In veste di presidente della Provincia, evidenzia come "questi tragici eventi debbano essere sprone a lavorare con ancora più determinazione sul tema della sicurezza stradale. Proprio negli scorsi giorni abbiamo avviato l'attività del Tavolo sulla Sicurezza Stradale che ha come obiettivo precipuo quello di coordinare la miriade di attività che si svolgono sul territorio, a partire da quelle svolte dagli Istituti Scolastici".
Il tema, anche in questo ambito, resta quello della formazione.
Questi giovani uomini devono essere formati, primariamente per tutelare se stessi ma anche per non essere un pericolo per chi guida.
L'educazione civica, comprensiva anche dei comportamenti di circolazione stradale, rientra nelle finalità di un progetto finanziato dalla Regione, in cui collaborano le cooperative Momo e Proposta 80 oltre alla Cgil di Cuneo. Si chiama Common Ground ed è nato con lo scopo di contrastare lo sfruttamento lavorativo degli stranieri impiegati in diversi settori, come l'agricoltura, il delivery, la logistica, il volantinaggio e la ristorazione.

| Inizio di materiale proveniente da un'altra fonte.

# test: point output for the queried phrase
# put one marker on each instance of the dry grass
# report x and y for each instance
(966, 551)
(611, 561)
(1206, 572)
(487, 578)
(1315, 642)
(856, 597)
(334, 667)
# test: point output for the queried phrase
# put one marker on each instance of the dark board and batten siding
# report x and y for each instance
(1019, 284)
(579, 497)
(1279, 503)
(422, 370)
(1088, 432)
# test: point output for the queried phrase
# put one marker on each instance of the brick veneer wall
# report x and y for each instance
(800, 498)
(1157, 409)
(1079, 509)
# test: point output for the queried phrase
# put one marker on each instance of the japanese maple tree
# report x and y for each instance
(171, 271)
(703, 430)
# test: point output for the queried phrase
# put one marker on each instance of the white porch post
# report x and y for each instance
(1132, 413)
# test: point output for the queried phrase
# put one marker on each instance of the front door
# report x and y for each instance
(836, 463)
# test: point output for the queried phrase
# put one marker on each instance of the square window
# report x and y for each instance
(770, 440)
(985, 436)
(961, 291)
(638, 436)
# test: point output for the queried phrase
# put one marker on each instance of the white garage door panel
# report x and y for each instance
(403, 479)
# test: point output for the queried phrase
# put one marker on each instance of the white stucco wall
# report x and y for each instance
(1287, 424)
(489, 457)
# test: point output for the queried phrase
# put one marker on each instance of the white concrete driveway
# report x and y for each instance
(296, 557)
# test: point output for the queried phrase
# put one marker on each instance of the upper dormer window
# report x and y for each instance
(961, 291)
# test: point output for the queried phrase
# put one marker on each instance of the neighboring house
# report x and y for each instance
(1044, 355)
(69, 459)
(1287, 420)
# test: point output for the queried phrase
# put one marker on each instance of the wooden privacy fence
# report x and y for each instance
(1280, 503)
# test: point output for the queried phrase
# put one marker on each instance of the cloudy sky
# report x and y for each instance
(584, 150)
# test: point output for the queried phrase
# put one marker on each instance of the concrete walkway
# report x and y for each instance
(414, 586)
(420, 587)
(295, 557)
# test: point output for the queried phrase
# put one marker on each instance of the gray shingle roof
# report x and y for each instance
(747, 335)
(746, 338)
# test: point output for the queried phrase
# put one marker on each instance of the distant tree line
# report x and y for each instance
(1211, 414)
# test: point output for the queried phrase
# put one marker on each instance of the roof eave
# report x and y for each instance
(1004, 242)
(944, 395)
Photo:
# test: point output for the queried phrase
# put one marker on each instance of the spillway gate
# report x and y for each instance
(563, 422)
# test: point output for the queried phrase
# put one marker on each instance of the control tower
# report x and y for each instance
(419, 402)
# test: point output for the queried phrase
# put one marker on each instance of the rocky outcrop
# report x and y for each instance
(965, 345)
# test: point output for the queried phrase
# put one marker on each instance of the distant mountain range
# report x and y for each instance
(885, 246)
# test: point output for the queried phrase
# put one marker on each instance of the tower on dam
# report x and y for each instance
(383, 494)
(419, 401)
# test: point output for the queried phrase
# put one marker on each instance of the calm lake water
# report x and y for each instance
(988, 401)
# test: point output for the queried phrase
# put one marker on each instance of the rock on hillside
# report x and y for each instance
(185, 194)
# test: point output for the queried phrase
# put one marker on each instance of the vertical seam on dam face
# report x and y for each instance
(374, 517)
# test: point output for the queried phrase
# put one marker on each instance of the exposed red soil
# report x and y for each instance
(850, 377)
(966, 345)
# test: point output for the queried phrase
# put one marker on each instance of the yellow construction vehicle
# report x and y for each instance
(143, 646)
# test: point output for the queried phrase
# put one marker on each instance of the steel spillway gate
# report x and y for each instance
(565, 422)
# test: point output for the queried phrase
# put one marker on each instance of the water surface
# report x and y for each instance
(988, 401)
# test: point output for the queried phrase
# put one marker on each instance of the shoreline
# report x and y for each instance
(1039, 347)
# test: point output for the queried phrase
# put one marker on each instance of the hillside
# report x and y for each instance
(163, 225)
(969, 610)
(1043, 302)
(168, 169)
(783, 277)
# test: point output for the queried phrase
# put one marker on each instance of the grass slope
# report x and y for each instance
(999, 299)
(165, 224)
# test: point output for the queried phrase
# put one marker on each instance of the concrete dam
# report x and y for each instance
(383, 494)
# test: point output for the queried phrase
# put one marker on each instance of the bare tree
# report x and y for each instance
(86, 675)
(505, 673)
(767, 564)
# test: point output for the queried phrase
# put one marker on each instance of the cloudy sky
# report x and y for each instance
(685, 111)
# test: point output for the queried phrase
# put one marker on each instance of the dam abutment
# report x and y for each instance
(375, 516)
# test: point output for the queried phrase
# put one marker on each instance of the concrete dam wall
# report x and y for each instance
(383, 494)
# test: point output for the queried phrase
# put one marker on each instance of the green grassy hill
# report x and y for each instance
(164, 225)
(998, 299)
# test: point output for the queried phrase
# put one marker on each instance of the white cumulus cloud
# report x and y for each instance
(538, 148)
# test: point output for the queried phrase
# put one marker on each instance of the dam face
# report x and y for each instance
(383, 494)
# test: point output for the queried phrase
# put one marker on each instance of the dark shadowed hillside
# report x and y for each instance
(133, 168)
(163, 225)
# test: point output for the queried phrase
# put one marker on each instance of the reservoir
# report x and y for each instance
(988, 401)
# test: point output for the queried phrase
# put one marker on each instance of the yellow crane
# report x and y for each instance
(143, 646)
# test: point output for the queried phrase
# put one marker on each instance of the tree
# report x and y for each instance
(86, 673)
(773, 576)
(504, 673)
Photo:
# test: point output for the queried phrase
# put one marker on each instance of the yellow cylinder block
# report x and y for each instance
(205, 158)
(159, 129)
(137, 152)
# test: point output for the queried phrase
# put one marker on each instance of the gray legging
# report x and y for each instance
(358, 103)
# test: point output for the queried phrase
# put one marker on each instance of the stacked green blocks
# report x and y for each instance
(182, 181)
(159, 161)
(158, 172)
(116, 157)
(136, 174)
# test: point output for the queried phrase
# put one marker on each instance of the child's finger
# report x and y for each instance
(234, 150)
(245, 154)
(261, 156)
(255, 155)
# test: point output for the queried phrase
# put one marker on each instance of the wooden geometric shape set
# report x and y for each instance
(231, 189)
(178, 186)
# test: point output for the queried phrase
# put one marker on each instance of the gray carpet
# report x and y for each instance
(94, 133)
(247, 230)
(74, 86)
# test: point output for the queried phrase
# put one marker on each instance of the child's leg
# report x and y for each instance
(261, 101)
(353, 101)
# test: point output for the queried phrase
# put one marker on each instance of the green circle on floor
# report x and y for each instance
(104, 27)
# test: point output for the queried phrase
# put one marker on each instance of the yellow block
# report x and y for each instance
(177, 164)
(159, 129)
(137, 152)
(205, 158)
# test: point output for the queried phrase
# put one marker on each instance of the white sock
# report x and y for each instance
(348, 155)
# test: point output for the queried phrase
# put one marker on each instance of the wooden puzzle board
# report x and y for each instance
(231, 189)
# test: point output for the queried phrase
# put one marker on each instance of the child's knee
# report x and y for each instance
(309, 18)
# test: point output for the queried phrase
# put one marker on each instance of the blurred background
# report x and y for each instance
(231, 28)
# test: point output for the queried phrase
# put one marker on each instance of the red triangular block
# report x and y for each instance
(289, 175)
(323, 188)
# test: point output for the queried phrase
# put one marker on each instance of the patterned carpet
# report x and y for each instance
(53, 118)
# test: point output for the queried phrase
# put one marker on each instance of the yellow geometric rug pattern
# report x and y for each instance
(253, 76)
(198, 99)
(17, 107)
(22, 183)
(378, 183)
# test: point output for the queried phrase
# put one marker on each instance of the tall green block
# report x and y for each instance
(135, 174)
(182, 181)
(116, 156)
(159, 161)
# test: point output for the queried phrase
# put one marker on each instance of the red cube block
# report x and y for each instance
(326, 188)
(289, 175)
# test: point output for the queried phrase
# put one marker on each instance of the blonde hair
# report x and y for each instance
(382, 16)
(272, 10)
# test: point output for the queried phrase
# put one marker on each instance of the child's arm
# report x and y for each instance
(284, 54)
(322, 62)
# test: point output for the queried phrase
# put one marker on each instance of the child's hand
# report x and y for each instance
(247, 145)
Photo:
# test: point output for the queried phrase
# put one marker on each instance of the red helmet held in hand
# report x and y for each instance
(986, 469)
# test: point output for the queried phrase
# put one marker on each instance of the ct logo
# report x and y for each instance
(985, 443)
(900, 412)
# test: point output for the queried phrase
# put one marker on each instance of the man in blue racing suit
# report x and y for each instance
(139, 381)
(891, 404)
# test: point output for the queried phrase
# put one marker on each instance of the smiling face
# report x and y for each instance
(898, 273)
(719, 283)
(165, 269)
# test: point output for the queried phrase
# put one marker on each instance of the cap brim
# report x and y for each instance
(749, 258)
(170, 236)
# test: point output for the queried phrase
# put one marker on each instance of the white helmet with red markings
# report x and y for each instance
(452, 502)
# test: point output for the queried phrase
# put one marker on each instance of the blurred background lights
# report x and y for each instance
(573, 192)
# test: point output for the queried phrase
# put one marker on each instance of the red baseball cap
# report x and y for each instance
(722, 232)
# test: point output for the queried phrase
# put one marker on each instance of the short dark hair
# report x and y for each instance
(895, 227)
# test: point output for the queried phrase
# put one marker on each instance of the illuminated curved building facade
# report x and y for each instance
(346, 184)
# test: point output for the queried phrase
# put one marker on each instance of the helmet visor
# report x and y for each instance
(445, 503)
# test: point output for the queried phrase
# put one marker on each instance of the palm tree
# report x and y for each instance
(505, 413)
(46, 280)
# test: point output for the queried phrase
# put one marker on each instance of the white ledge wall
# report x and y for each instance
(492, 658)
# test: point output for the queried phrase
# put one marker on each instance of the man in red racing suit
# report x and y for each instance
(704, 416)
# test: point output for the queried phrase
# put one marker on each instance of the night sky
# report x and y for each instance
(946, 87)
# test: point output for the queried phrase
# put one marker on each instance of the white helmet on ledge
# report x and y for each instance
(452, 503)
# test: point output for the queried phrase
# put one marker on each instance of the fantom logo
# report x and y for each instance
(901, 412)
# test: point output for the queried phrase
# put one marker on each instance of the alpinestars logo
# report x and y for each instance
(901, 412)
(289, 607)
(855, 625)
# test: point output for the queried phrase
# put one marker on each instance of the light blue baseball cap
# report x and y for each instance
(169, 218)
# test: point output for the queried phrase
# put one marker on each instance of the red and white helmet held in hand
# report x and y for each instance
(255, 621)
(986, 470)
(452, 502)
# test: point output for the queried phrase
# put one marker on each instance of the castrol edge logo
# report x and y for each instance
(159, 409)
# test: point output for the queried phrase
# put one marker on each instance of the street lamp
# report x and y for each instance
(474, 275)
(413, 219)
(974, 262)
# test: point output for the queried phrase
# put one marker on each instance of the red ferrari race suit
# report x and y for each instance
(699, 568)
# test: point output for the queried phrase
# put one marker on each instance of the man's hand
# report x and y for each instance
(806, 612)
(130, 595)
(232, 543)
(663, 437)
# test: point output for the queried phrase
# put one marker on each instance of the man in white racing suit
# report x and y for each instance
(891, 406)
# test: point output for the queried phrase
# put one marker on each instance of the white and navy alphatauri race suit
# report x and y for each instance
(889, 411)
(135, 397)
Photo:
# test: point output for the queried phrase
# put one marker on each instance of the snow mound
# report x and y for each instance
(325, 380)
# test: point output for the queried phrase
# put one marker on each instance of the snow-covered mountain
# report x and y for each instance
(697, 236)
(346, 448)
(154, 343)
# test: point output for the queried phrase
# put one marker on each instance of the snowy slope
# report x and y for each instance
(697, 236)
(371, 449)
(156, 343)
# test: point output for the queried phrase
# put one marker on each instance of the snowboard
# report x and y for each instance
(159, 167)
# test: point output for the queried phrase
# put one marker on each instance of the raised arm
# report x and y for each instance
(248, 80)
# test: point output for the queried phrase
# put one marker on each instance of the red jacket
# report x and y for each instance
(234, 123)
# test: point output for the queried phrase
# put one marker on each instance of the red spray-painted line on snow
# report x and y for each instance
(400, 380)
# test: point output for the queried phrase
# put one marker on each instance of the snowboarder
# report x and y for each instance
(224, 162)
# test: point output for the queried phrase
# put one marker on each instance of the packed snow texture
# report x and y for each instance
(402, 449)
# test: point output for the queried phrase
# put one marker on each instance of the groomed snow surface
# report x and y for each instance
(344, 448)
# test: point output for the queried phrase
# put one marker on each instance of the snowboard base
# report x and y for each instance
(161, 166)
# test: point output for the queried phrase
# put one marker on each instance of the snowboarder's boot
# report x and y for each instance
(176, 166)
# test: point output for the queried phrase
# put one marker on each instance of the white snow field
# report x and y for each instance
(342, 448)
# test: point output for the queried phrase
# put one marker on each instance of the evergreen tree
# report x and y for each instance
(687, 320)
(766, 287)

Nella nostra provincia l'impiego principale degli stranieri è quello agricolo, concentrato soprattutto nel Saluzzese e nelle vigne. Ma non solo, come testimonia il fatto accaduto oggi e come evidenziano le parole di Luca Robaldo.
Common Ground, oltre a dare ai lavoratori degli strumenti di legge e di diritto per orientarsi e difendersi nel mondo del lavoro, ricevono anche indicazioni su come comportarsi sulle strade.
Inoltre, spiega il segretario provinciale di Cgil Cuneo Piertomaso Bergesio, si cerca di fornire loro abbigliamento adatto, catarifrangente, o dispositivi luminosi. "Si spostano per lavoro o per raggiungere i punti di carico", spiega. "Ed è proprio questo il momento di maggior rischio".
Anche la Caritas di Saluzzo, da anni, distribuisce giacche catarifrangenti agli stagionali. E fornisce anche le biciclette, mezzo di trasporto indispensabile per lavorare nella raccolta stagionale della frutta.
Ed è proprio sull'utilizzo di quel mezzo, al quale ora si aggiungono i monopattini, che gli automobilisti chiedono interventi delle istituzioni.
Per scongiurare ciò che è successo stamattina sulla Statale del Colle di Nava, a seguito del quale un giovanissimo ragazzo è morto, un uomo è in fin di vita e una terza persona è, immaginiamo, disperata.
Difficile che la questione non finisca - non sarebbe la prima volta - sul tavolo del Prefetto. Mariano Savastano, così attento alla sicurezza in tutte le sue declinazioni, quasi certamente metterà il tema in cima alla lista delle sue priorità, ancor più con la stagione della raccolta della frutta ormai alle porte.